S: Tell me what you have.

R: Five burners, two dishwashers, two ovens, fridge with a freezer in the bottom – so it’s like that [sketches it out on the paper tablecloth]. That’s a unit, this is our living room with chairs, this is a dining room table, here you have a row of cupboards. This is the fridge-freezer. And I have a drinks fridge, as it were, for wine.

S: It’s interesting you have two dishwashers but just one fridge.

R: My big advice would be to have two dishwashers. Because you can use one as a cupboard. Otherwise, you’re always, always emptying the dishwasher.

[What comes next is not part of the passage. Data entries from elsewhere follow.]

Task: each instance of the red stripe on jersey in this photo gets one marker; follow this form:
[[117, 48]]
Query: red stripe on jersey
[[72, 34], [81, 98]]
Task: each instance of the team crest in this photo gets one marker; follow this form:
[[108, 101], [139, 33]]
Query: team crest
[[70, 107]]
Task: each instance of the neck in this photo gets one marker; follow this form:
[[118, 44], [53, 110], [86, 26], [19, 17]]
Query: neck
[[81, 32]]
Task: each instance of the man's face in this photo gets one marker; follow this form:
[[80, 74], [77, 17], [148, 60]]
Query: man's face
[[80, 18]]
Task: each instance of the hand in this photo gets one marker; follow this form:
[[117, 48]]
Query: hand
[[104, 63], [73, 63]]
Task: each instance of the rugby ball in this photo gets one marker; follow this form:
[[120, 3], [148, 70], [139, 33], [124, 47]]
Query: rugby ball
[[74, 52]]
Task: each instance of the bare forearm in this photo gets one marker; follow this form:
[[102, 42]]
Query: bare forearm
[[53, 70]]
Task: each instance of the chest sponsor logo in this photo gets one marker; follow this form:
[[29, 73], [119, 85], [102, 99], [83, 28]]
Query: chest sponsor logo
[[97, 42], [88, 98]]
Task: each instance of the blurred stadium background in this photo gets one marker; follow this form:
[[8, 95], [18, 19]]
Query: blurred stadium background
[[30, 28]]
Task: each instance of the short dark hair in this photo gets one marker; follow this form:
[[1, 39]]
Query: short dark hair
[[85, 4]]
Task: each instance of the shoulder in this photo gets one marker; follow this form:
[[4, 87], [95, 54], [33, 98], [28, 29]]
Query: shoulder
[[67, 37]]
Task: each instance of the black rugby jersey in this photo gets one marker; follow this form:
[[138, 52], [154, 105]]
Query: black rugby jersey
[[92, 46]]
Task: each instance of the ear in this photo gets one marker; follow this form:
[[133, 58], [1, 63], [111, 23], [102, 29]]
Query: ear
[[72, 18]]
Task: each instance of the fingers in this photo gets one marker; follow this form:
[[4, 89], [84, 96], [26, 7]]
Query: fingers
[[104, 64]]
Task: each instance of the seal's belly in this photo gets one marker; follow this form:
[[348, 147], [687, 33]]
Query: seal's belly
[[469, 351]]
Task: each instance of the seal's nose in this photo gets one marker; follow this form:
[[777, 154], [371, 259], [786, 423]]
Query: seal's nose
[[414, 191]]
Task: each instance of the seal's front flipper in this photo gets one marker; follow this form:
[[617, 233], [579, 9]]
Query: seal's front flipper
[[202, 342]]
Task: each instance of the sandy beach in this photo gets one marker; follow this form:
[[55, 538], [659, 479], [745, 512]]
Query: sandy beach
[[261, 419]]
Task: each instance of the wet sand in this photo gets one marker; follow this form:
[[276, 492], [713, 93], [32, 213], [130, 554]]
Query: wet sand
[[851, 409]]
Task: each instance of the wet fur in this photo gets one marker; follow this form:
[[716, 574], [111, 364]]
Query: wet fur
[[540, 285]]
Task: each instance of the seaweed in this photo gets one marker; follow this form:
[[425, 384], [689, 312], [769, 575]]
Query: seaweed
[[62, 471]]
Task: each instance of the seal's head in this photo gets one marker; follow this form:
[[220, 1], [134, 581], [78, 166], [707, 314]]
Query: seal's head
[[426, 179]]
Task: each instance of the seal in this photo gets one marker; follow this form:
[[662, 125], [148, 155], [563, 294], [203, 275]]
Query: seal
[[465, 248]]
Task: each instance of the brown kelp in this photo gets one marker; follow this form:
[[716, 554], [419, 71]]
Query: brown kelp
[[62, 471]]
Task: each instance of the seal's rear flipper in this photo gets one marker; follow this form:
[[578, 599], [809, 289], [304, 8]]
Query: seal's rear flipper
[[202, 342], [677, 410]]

S: And what are your worktops?

R: Stainless steel. It’s all stainless steel – you have to come over one day – that Richard did in 1983. It’s almost an antique. And we have not changed the kitchen at all. Up until a year ago I had four burners, and it was just a nightmare, because there was a problem with the gas. Renzo Piano would come round and tell us what we had to do to fix it. Then Richard would get people in from his office – I’d tell them the burners weren’t working, and they’d give advice. And then I finally got someone in from the fancy Italian, really upmarket kitchen design people. I went in there and I said, “I am Ruthie Rogers, my husband is Richard Rogers, and I cannot cope with my kitchen. Would you come over and do it?” And so they sent their chief engineer, and he spent the whole day underneath the stove, trying to work out how we could make these four burners work.

S: They didn’t light at all?

R: They did work, but they were really frustrating. After the engineer came, he wrote me a letter that said something like, “Dear Lady Rogers, I think your kitchen is so beautiful, but you are trying to make something designed in 1980 work in 2019. I suggest you donate it to the Museum of Modern Art.” Haaa! Well, we got it fixed and it’s fine now. I got a fifth burner put in, the ones Renzo Piano designed for Smeg. It’s great. If you walked into my kitchen, you’d think, Wow.